THE UNREST in J&K over the last year severely dented economic activity and credit growth across nine districts in the Valley, which were affected the most by the turmoil, according to data available with Reserve Bank of India. RBI data show that credit growth across these districts, including Srinagar, fell below 5 per cent for the quarter ended March 2017. While the year-on-year credit growth in Srinagar stood at 8.37 per cent in the quarter ended March 2016, it fell to 0.34 per cent in the quarter ended March 2017, which was lowest among the 22 districts in the state. In Shopian, it fell from 10.25 per cent to 1.15 per cent in the same period and in Anantnag, from a high of
20.6 per cent to 7.35 per cent (see box, page 2).

The story is similar across Samba, Baramulla, Bandipore, Kulgam, Ganderbal, Badgam and Pulwama. An economic expert in Srinagar said that the unrest since the middle of 2016 appears to have had a bigger impact as it followed the 2014 floods, which made a severe dent on the state’s economy. “Almost everything has come to a standstill over the last one year. Historically, tourism-oriented sectors, such as hotels, transportation, handicraft and horticulture, have been the major sectors driving credit growth. But with decline in tourism over the last one year, all these sectors have suffered,” said the expert.

Bankers say that biggest decline in economic activity on account of the unrest has been in districts such as Srinagar, Shopian, Anantnag, Pulwama and Kulgam. RBI data shows that while other districts got impacted, their growth rates were relatively better and stood between 6 per cent and 20 per cent. For the state as a whole, the credit growth declined from 14.1 per cent in the quarter ended March 2016 to 5.05 per cent in March 2017. A senior banker with a leading bank in J&K said that while credit off-take has fallen on account of weak sentiment and lack of confidence among customers and banks, the region has also witnessed a rise in bank NPAs over the last three years as the revenue flow for many borrowers dried up.

“The period between 2010 and 2014 was peaceful and witnessed a lot of investment activity, especially in the hotel and transportation industry, as tourism grew. However, with a sharp decline in business activity over the last three years (since the 2014 floods), a lot of loans given by banks to the hotel and travel industry turned into NPAs. If on one hand, businessmen saw a sharp decline in business and revenue, the other impact has been the rise in unemployment,” the banker said. The banker said that unless there is 5-6 months of peace, consumer sentiment and banks’ “comfort to lend” won’t improve.

“During periods of unrest and turmoil, there is a shift in priorities and we are witnessing deferment in consumption-related decisions, too. If someone was planning to buy a car, he has postponed it and is instead hoarding foodgrain for 8-10 months. I think a revival in credit off-take will only be visible if peace is restored for a period of 5-6 months,” he said, adding that banks are practicing significant caution now while lending.
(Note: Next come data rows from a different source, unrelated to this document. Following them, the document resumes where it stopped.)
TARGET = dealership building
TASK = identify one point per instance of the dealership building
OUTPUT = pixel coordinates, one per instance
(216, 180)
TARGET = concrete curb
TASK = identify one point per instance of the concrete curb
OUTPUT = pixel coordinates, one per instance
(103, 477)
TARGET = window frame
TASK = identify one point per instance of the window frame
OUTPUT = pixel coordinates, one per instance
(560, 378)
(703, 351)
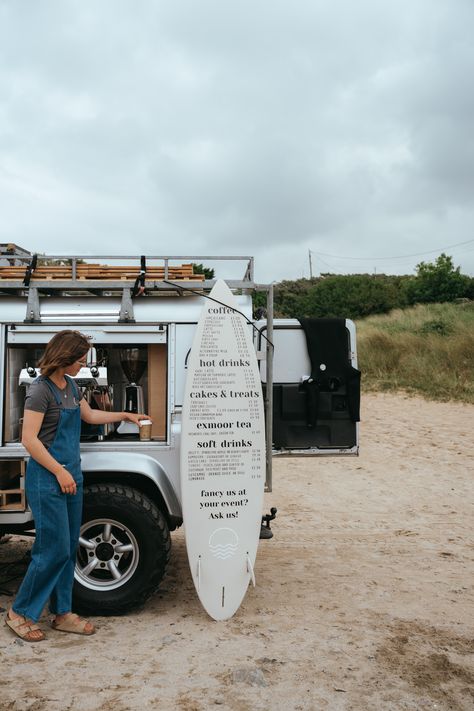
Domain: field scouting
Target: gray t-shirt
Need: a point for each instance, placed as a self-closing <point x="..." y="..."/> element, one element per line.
<point x="39" y="398"/>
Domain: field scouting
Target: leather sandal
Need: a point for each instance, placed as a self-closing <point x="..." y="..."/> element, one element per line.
<point x="23" y="629"/>
<point x="72" y="623"/>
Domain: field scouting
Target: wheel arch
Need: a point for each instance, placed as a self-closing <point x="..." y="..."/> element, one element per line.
<point x="139" y="471"/>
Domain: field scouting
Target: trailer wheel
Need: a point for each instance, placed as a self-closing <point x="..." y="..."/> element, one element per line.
<point x="123" y="550"/>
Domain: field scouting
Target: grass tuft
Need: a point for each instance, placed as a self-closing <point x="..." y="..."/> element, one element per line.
<point x="427" y="349"/>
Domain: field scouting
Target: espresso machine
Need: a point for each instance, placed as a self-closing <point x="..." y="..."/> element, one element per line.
<point x="133" y="361"/>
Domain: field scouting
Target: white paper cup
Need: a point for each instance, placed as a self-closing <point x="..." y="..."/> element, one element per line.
<point x="145" y="430"/>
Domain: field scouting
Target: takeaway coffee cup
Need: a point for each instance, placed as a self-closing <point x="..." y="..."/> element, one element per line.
<point x="145" y="430"/>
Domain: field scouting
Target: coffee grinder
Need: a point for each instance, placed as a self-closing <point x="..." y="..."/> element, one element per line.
<point x="133" y="361"/>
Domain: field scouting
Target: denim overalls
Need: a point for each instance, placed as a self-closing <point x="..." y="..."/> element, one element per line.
<point x="57" y="516"/>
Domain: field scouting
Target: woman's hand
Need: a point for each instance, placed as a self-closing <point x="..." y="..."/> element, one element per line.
<point x="66" y="482"/>
<point x="133" y="417"/>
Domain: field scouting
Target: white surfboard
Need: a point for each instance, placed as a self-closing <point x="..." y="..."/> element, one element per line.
<point x="222" y="456"/>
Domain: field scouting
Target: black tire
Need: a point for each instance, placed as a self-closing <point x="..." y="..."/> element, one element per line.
<point x="125" y="542"/>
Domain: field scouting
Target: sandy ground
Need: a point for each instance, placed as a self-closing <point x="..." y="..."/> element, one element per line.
<point x="364" y="597"/>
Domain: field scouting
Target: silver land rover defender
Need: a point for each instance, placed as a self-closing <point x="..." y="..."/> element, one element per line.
<point x="140" y="315"/>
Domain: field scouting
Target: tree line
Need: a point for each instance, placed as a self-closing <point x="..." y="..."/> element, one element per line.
<point x="358" y="295"/>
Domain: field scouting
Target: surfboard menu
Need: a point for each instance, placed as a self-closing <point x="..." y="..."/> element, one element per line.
<point x="223" y="455"/>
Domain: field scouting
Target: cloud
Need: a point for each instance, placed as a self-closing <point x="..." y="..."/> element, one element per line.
<point x="257" y="126"/>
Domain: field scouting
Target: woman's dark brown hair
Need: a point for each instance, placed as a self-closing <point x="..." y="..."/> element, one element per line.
<point x="62" y="350"/>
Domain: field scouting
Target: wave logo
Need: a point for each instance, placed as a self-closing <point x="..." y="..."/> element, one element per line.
<point x="223" y="543"/>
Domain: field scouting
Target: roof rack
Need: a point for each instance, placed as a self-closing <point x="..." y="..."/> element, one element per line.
<point x="66" y="275"/>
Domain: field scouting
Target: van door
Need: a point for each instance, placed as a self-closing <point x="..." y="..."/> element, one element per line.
<point x="316" y="386"/>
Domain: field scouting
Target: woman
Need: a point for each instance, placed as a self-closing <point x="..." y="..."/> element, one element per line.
<point x="54" y="408"/>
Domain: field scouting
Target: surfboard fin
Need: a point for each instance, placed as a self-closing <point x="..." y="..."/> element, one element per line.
<point x="250" y="570"/>
<point x="199" y="573"/>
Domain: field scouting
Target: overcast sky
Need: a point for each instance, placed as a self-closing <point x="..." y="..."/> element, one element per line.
<point x="256" y="127"/>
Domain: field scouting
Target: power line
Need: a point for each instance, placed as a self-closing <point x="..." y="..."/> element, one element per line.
<point x="402" y="256"/>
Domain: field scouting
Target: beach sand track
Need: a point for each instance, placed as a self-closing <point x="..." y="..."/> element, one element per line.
<point x="364" y="597"/>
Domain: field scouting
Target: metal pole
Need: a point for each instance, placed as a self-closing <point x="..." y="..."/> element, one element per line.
<point x="269" y="391"/>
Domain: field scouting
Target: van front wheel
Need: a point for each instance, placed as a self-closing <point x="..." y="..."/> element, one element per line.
<point x="124" y="548"/>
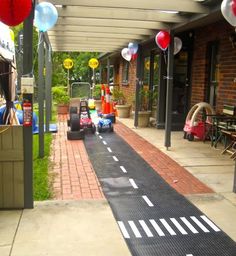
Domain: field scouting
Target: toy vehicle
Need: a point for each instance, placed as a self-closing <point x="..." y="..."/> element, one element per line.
<point x="80" y="123"/>
<point x="105" y="125"/>
<point x="193" y="126"/>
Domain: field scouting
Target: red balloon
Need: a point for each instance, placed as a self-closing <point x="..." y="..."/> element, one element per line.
<point x="13" y="12"/>
<point x="233" y="6"/>
<point x="163" y="39"/>
<point x="134" y="56"/>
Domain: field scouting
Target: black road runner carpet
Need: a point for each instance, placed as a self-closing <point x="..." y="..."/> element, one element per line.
<point x="153" y="218"/>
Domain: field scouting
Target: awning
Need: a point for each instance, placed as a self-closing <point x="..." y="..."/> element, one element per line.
<point x="109" y="25"/>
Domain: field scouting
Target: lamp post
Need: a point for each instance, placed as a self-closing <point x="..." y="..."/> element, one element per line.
<point x="68" y="64"/>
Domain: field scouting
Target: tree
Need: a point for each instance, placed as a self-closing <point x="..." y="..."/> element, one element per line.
<point x="80" y="71"/>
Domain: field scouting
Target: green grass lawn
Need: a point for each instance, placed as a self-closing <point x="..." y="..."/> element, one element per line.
<point x="42" y="179"/>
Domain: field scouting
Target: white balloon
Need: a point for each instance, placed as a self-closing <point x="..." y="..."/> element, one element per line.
<point x="227" y="12"/>
<point x="177" y="45"/>
<point x="126" y="54"/>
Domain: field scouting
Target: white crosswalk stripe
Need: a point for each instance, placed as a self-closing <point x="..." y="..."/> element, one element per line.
<point x="168" y="227"/>
<point x="200" y="225"/>
<point x="189" y="225"/>
<point x="162" y="227"/>
<point x="145" y="228"/>
<point x="157" y="228"/>
<point x="178" y="226"/>
<point x="123" y="229"/>
<point x="134" y="229"/>
<point x="210" y="223"/>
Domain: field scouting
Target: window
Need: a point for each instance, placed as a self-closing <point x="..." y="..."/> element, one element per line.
<point x="125" y="73"/>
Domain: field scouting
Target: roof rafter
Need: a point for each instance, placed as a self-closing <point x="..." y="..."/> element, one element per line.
<point x="181" y="5"/>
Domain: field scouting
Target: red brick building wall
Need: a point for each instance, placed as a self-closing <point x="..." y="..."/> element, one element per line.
<point x="220" y="31"/>
<point x="128" y="89"/>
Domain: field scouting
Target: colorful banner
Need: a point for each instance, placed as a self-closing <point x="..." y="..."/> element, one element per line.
<point x="7" y="47"/>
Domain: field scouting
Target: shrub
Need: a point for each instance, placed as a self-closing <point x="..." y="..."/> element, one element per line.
<point x="60" y="95"/>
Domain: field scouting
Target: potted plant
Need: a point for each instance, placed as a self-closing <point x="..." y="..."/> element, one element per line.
<point x="122" y="108"/>
<point x="97" y="96"/>
<point x="61" y="98"/>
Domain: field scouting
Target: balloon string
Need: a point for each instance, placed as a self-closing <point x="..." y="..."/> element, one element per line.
<point x="165" y="57"/>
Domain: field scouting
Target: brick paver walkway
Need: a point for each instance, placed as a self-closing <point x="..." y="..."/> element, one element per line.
<point x="76" y="179"/>
<point x="74" y="174"/>
<point x="176" y="176"/>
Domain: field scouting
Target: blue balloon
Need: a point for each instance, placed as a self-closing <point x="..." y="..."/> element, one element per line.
<point x="133" y="47"/>
<point x="45" y="16"/>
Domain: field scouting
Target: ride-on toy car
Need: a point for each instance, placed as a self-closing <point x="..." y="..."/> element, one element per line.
<point x="105" y="125"/>
<point x="80" y="123"/>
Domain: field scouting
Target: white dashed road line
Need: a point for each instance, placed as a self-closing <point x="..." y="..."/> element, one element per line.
<point x="123" y="169"/>
<point x="109" y="149"/>
<point x="146" y="199"/>
<point x="132" y="182"/>
<point x="115" y="158"/>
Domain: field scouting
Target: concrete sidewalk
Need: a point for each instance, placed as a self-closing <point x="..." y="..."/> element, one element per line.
<point x="200" y="160"/>
<point x="59" y="228"/>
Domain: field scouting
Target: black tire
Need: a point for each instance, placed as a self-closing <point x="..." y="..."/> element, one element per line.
<point x="73" y="110"/>
<point x="74" y="122"/>
<point x="185" y="135"/>
<point x="76" y="135"/>
<point x="93" y="128"/>
<point x="99" y="129"/>
<point x="111" y="129"/>
<point x="190" y="137"/>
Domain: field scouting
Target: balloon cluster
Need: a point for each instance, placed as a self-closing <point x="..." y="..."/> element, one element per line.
<point x="130" y="53"/>
<point x="7" y="40"/>
<point x="46" y="16"/>
<point x="12" y="13"/>
<point x="228" y="9"/>
<point x="162" y="40"/>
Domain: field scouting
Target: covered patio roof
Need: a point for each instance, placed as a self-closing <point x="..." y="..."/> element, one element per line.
<point x="109" y="25"/>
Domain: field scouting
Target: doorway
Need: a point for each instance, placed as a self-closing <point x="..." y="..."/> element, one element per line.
<point x="212" y="73"/>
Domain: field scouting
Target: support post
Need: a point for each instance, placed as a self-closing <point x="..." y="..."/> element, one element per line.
<point x="139" y="68"/>
<point x="27" y="130"/>
<point x="41" y="93"/>
<point x="108" y="71"/>
<point x="169" y="93"/>
<point x="48" y="85"/>
<point x="234" y="184"/>
<point x="100" y="73"/>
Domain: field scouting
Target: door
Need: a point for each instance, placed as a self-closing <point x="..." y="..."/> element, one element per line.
<point x="182" y="82"/>
<point x="212" y="73"/>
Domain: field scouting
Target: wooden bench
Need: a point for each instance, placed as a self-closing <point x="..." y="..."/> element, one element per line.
<point x="224" y="124"/>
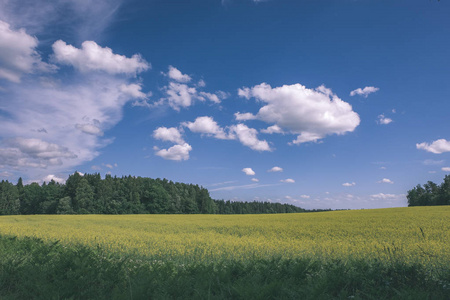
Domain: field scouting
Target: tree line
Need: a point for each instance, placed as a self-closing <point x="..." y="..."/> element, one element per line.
<point x="430" y="194"/>
<point x="90" y="194"/>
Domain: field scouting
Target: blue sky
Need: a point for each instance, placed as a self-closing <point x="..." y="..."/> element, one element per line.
<point x="321" y="104"/>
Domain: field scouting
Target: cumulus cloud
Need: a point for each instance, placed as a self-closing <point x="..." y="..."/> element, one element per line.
<point x="382" y="120"/>
<point x="57" y="122"/>
<point x="178" y="94"/>
<point x="176" y="75"/>
<point x="134" y="90"/>
<point x="168" y="134"/>
<point x="206" y="125"/>
<point x="89" y="129"/>
<point x="364" y="92"/>
<point x="248" y="171"/>
<point x="92" y="57"/>
<point x="275" y="169"/>
<point x="249" y="137"/>
<point x="211" y="97"/>
<point x="385" y="180"/>
<point x="51" y="177"/>
<point x="82" y="19"/>
<point x="177" y="152"/>
<point x="244" y="117"/>
<point x="288" y="180"/>
<point x="72" y="114"/>
<point x="437" y="147"/>
<point x="34" y="153"/>
<point x="272" y="129"/>
<point x="18" y="54"/>
<point x="312" y="114"/>
<point x="431" y="162"/>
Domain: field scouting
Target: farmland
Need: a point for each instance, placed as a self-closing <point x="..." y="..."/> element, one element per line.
<point x="414" y="238"/>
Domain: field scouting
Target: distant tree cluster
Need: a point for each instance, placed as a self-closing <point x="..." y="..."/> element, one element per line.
<point x="430" y="194"/>
<point x="90" y="194"/>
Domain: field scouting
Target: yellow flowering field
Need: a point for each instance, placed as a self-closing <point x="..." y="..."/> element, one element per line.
<point x="414" y="234"/>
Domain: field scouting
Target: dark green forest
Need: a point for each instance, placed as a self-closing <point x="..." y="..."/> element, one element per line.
<point x="90" y="194"/>
<point x="430" y="194"/>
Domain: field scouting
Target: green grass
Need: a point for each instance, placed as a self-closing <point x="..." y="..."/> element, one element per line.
<point x="31" y="268"/>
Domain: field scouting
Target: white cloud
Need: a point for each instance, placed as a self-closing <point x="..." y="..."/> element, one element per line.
<point x="211" y="97"/>
<point x="82" y="19"/>
<point x="34" y="153"/>
<point x="244" y="117"/>
<point x="275" y="169"/>
<point x="177" y="152"/>
<point x="438" y="146"/>
<point x="168" y="134"/>
<point x="201" y="83"/>
<point x="72" y="113"/>
<point x="312" y="114"/>
<point x="89" y="129"/>
<point x="92" y="57"/>
<point x="176" y="75"/>
<point x="431" y="162"/>
<point x="51" y="177"/>
<point x="207" y="125"/>
<point x="383" y="120"/>
<point x="18" y="54"/>
<point x="272" y="129"/>
<point x="385" y="180"/>
<point x="364" y="92"/>
<point x="179" y="95"/>
<point x="288" y="180"/>
<point x="248" y="171"/>
<point x="249" y="137"/>
<point x="134" y="90"/>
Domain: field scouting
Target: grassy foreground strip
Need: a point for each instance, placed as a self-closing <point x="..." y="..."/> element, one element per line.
<point x="33" y="269"/>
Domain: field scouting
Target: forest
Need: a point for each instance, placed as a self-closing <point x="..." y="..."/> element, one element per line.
<point x="430" y="194"/>
<point x="90" y="194"/>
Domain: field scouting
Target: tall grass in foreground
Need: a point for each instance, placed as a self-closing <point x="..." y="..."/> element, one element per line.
<point x="33" y="269"/>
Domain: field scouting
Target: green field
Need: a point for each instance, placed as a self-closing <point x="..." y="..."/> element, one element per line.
<point x="393" y="253"/>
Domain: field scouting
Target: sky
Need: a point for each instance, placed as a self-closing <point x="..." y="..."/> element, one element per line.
<point x="321" y="104"/>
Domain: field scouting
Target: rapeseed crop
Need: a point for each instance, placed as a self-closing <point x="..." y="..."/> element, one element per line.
<point x="407" y="235"/>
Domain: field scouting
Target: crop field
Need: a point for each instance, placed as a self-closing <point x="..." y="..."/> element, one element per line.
<point x="407" y="250"/>
<point x="409" y="234"/>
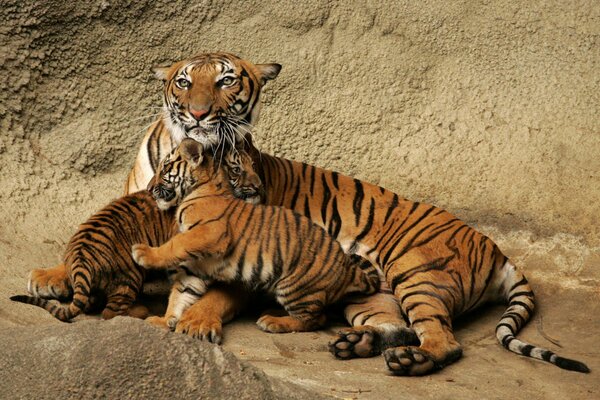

Credit growth is an important determinant of economic activity within an area as high growth shows that individuals have a higher propensity to borrow and spend, and reflects the tendency of businesses to borrow and invest. While the gross bank credit growth in the economy has been on a decline and hit 3.5 per cent in May 2017, the personal loan segment, which reflects consumption-led credit demand, grew at 13.7 per cent.